Gbowee, 39, a social worker by training, helped unite Christian and Muslim women against warlords in her country. The campaign is believed to have helped end 13 years of conflict.
Gbowee founded the non-profit group, Women of Liberian Mass Action for Peace, which confronted warlords and then-President Charles Taylor. Members demonstrated in white t-shirts, a color meant to symbolize their non-violent approach.
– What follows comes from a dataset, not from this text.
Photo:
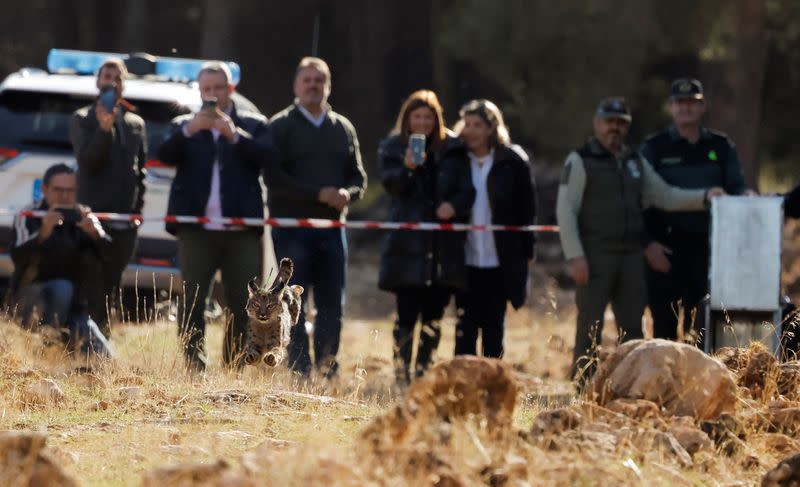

At one point, the women held a sex strike, refusing to have sex with their husbands until the unrest ended.
The group pressured Taylor to attend peace talks and some of its members blocked rival factions from leaving a room during those negotiations.
More than 250,000 people were killed before the war came to an end in 2003.
In her autobiography 'Mighty Be Our Powers,' Gbowee described the group as an army of women in white who stood up, unafraid, to raise their voices to end war and restore sanity to their country.
Gbowee currently heads the Women, Peace and Security Network Africa, based in Accra, Ghana.
She has won the Nobel Peace Prize along with Liberian President Ellen Johnson Sirleaf and Yemen's Arab Spring activist Tawakkul Karman.